Abstract: CPU branch prediction has hit a wall--existing techniques achieve near-perfect accuracy on 99% of static branches, and yet the mispredictions that remain hide major performance gains. In a companion report, we show that a primary source of mispredictions is a handful of systematically hard-to-predict branches (H2Ps), e.g. just 10 static instructions per SimPoint phase in SPECint 2017. The lost opportunity posed by these mispredictions is significant to the CPU: 14.0% in instructions-per-cycle (IPC) on Intel SkyLake and 37.4% IPC when the pipeline is scaled four-fold, on par with gains from process technology. However, up to 80% of this upside is unreachable by the best known branch predictors, even when afforded exponentially more resources. New approaches are needed, and ML provides a palette of powerful predictors.

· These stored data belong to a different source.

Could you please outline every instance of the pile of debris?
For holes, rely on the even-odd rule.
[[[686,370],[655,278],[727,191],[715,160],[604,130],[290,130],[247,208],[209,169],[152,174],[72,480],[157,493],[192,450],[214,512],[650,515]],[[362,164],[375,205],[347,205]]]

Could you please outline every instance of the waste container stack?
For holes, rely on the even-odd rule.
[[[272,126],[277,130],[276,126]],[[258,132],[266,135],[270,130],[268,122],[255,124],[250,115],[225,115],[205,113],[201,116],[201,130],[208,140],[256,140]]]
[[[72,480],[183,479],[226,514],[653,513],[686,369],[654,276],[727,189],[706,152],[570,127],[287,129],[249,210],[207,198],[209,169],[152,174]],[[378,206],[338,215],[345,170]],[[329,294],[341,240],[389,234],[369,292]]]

A growing body of work has shown that ML models are deployable within the microarchitecture to optimize hardware at runtime, and are one way to customize CPUs post-silicon by training to customer applications. We develop this scenario for branch prediction using convolutional neural networks (CNNs) to boost accuracy for H2Ps. Step-by-step, we (1) map CNNs to the global history data used by existing branch predictors; (2) show how CNNs improve H2P prediction in SPEC 2017; (3) adapt 2-bit CNN inference to the constraints of current branch prediction units; and (4) establish that CNN helper predictors are reusable across application executions on different inputs, enabling us to amortize offline training and deploy ML pattern matching to improve IPC.